IPython is a powerful tool which can significantly speed up and simplify your daily work. Beside the fact that it is interactive, it also allows you to write your script to the file and execute later as many times as you like. In conjunction with shebang, which is a feature of bash, you can turn your script into executable file. For example consider following test.ipy file:

#!/usr/bin/ipython
!echo "Hello world!"

Just change it's attributes by invoking:

chmod +x test.ipy

and you can call your script as any other application by invoking ./test.ipy in bash. Now this is where the magic comes. Imagine that you would like to use IPython in order to extend your git client by adding debug command that would decompress files in ./git/objects directory. This may be a handy command for debugging behavior of git.

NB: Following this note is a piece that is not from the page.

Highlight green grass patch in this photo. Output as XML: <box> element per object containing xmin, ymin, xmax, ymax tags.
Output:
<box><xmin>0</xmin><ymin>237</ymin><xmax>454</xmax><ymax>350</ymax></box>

What you need to start from is writing following git-debug.ipy file:

import zlib
import os

%cd .git
!rm -fr debug
!mkdir -p debug

%cd objects

dirs = !ls
dirs = [d for d in dirs if len(d)==2]

for d in dirs:
    files = !ls $d
    for f in files:
        print(d + '_' + f)
        with open(d + os.sep + f, 'rb') as fd:
            code = fd.read()
            text = zlib.decompress(code)

            name_raw = '..' + os.sep + 'debug' + os.sep + 'raw'
            with open(name_raw, 'wb') as fd:
                fd.write(text)

            name_txt = '..' + os.sep + 'debug' + os.sep + d + f
            !strings -n 2 $name_raw > $name_txt
            !echo >> $name_txt
            !hexdump -C $name_raw >> $name_txt
            !rm $name_raw

Simple, isn't it? Now change add +x attribute as before and move your script to /usr/bin directory. Note that all the files that start with git- prefix will be interpreted as custom git commands. This means that you can go to your local git repository and test our command by typing:

git debug.ipy

Application should already work as expected. The only thing which may annoy is this .ipy which you must type at the end of the command. To fix this we could rename the script from debug.ipy to debug. The problem however is that IPython wouldn't interpret it as .ipy script any more...

Fortunately there is a tool which can help here. It's called lnipy and can be downloaded here. The idea is simple. You just need to call it giving path to your script as an argument:

lnipy /usr/bin/git-debug.ipy

lnipy will create a symbolic link /usr/bin/git-debug. By calling the link you will indirectly execute IPython with git-debug.ipy as the first argument. All the remaining arguments will be also forwarded as they are. Finally return value of IPython will be returned to the shell. This means that since now, you can simply use your script as any other git command:

git debug

Important thing to note is that if you would like to change the name of the original script, you also need to rename the link accordingly. Only this way IPython will know which script is to be executed by calling the link.